Lucentis is an intravitreal injection designed to target VEGF-A in the eye. Used to treat wet AMD, two clinical trials revealed monthly injections of Lucentis improved best corrected visual acuity by six months over placebo treatments; additionally it decreased inflammation frequency while remaining safe and well tolerated by users.

Lucentis may cause side effects like eye pain and floaters; these should generally subside within a few days. Most people require three injections every four weeks in order to experience its full benefit; it improves central detailed vision so it becomes easier to read books, watch television programs, recognize faces and recognize new people.

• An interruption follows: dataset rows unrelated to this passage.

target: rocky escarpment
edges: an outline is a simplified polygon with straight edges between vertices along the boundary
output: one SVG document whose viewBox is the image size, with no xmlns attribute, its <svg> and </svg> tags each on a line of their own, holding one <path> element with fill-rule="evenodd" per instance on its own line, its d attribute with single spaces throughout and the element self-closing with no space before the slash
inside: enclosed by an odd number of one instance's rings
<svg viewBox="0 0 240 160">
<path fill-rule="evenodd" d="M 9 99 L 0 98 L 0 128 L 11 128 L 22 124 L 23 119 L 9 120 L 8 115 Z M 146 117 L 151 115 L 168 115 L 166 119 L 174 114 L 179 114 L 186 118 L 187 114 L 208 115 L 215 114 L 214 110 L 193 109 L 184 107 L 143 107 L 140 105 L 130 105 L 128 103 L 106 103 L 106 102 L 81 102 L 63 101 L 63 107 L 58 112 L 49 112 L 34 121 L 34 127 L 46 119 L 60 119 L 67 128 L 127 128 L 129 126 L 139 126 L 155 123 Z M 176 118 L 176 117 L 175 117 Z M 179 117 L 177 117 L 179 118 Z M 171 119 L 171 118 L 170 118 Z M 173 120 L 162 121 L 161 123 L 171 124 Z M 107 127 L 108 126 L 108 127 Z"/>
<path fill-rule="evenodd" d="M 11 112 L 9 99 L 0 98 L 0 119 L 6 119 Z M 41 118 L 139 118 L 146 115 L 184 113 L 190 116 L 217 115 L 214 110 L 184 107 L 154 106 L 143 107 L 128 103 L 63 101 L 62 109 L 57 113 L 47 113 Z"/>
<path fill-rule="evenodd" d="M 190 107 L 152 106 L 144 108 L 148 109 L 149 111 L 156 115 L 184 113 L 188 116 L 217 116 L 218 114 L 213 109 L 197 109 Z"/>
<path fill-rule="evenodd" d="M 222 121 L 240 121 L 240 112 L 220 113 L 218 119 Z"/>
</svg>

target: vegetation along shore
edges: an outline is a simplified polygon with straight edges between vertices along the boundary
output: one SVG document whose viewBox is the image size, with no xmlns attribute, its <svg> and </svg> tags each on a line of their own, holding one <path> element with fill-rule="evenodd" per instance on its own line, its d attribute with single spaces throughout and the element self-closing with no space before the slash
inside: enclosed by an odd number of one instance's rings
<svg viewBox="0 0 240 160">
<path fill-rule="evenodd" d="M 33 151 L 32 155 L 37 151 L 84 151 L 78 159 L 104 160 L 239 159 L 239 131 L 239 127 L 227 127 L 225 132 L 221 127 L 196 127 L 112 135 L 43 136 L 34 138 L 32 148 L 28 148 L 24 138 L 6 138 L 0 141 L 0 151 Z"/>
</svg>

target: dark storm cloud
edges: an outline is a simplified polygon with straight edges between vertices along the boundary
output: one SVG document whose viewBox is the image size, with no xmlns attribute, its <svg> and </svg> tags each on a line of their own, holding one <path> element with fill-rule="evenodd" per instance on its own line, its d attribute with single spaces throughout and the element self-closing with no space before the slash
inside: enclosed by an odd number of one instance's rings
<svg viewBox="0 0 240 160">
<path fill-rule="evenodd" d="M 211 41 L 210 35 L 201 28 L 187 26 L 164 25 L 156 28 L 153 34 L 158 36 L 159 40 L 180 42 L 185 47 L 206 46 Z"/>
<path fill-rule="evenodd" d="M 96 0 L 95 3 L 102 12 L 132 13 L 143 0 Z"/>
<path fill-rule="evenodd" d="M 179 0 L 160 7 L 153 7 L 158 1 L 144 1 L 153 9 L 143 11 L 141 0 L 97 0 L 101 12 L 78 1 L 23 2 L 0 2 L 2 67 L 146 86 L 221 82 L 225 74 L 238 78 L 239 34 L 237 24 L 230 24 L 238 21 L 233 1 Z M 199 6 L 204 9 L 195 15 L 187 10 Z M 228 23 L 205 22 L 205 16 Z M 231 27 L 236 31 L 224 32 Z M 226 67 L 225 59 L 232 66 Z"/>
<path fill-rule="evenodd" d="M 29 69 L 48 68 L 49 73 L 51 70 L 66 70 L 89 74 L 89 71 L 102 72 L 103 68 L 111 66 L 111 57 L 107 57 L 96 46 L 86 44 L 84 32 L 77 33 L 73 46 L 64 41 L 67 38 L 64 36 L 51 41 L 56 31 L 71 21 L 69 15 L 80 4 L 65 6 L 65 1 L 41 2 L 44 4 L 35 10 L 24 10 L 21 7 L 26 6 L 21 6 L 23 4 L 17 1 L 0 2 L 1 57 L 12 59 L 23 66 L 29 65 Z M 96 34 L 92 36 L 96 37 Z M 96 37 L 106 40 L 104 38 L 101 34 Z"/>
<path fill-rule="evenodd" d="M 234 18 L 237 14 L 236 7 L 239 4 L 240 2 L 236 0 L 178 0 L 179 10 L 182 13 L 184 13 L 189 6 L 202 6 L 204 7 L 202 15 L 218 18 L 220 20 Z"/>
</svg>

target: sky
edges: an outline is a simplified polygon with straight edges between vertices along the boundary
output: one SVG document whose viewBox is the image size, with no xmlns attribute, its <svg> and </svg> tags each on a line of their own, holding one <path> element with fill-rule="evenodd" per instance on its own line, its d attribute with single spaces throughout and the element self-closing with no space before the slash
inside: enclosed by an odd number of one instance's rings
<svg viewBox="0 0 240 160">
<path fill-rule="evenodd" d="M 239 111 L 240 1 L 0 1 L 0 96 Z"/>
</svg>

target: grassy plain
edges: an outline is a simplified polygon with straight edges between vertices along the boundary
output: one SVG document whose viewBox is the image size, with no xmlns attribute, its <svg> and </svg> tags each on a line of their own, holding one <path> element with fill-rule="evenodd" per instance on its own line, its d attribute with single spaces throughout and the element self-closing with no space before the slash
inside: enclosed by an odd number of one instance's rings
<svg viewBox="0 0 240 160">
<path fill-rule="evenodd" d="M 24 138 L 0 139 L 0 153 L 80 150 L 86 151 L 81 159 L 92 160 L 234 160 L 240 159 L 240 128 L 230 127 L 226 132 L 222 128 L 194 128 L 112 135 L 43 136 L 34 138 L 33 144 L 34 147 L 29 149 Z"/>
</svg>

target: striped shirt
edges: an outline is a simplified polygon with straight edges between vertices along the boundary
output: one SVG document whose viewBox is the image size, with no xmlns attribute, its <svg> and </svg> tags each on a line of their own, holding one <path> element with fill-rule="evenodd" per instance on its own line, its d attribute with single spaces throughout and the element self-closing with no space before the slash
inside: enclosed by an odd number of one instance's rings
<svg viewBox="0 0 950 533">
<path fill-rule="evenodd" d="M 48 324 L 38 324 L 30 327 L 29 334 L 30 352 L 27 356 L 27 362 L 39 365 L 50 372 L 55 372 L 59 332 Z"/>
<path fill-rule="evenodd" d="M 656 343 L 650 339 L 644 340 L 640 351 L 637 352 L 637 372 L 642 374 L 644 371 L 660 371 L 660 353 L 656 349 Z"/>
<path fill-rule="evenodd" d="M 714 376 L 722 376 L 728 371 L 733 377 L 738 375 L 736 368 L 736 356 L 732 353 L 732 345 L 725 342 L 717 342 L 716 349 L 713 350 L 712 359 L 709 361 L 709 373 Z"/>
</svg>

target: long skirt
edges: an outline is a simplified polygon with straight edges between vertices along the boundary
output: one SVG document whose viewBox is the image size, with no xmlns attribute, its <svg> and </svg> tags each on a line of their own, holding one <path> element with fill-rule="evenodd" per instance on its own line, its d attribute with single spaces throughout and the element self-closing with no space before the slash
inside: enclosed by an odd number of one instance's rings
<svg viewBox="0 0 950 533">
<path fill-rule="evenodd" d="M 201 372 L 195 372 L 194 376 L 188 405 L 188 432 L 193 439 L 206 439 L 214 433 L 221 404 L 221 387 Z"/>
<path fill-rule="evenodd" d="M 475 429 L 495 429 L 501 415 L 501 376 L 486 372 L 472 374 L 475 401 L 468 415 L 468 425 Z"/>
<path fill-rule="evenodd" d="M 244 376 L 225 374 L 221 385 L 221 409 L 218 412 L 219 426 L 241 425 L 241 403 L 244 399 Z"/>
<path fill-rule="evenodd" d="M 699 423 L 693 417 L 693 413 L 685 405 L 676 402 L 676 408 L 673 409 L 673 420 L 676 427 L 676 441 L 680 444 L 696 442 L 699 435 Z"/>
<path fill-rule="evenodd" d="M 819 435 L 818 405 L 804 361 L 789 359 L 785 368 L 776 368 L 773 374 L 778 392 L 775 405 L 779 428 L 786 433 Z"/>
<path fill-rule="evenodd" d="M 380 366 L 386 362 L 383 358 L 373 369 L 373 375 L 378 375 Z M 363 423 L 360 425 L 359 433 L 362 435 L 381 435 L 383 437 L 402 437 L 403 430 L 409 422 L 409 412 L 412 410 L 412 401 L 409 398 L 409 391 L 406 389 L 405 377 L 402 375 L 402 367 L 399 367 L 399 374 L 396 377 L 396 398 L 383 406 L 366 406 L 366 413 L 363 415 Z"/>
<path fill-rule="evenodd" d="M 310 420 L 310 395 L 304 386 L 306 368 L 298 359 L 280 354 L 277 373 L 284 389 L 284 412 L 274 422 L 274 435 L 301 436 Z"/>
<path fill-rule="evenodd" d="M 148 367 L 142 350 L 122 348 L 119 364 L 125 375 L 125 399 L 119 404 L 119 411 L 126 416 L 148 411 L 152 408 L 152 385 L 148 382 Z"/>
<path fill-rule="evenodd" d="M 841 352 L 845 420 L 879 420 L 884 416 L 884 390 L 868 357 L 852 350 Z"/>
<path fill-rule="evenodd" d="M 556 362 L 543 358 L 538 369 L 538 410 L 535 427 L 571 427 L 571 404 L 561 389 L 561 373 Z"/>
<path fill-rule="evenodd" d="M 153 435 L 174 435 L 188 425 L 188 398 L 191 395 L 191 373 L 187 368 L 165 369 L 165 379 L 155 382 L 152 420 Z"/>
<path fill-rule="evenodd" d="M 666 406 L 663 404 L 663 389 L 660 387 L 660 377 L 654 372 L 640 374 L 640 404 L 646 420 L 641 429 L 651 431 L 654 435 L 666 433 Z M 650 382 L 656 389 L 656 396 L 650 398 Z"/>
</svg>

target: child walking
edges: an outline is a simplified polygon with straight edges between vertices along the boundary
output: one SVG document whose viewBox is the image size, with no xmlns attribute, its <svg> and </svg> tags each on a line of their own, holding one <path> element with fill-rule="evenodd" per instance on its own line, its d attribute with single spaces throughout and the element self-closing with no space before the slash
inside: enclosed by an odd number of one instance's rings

Ranibizumab (Lucentis) has been approved by the Food and Drug Administration (FDA) to treat macular edema associated with wet age-related macular degeneration and myopic choroidal neovascularization, offering effective and safe therapy with low rates of adverse events for both eye and systemic use. Furthermore, bevacizumab (Avastin) can be cost-effective for predominantly classic neovascular age-related macular disease in the US while combined with photodynamic therapy (PDT), it can even treat occult or minimally classic cases of AMD.

Avastin

Researchers estimate that Avastin could save the vision of thousands of people with wet age-related macular degeneration (AMD), according to their findings. Avastin has become an inexpensive alternative to Lucentis as an anti-VEGF medication approved for treating AMD; physicians have used Avastin off-label to treat AMD for several years without FDA approval; new trial results demonstrate it to be equally effective and significantly cheaper.

This study included 131 patients with wet macular degeneration who were randomly allocated either Avastin or standard care treatment, and after one year 32% of those receiving Avastin experienced improved vision compared to only 3% who received standard care treatment. Researchers from Moorfields Eye Hospital in London, England have noted that these results are encouraging and suggest Avastin may be beneficial in countries with limited healthcare budgets.

Avastin injections are given intravitreally, taking only 15-20 seconds. First, your eyes are numbed with pain-relieving drops before the device to keep your eyelids open is used during injection. Following completion, antibiotic eye drops will be provided; some patients may experience redness or sensation of floating after this procedure; these side effects usually subside within days.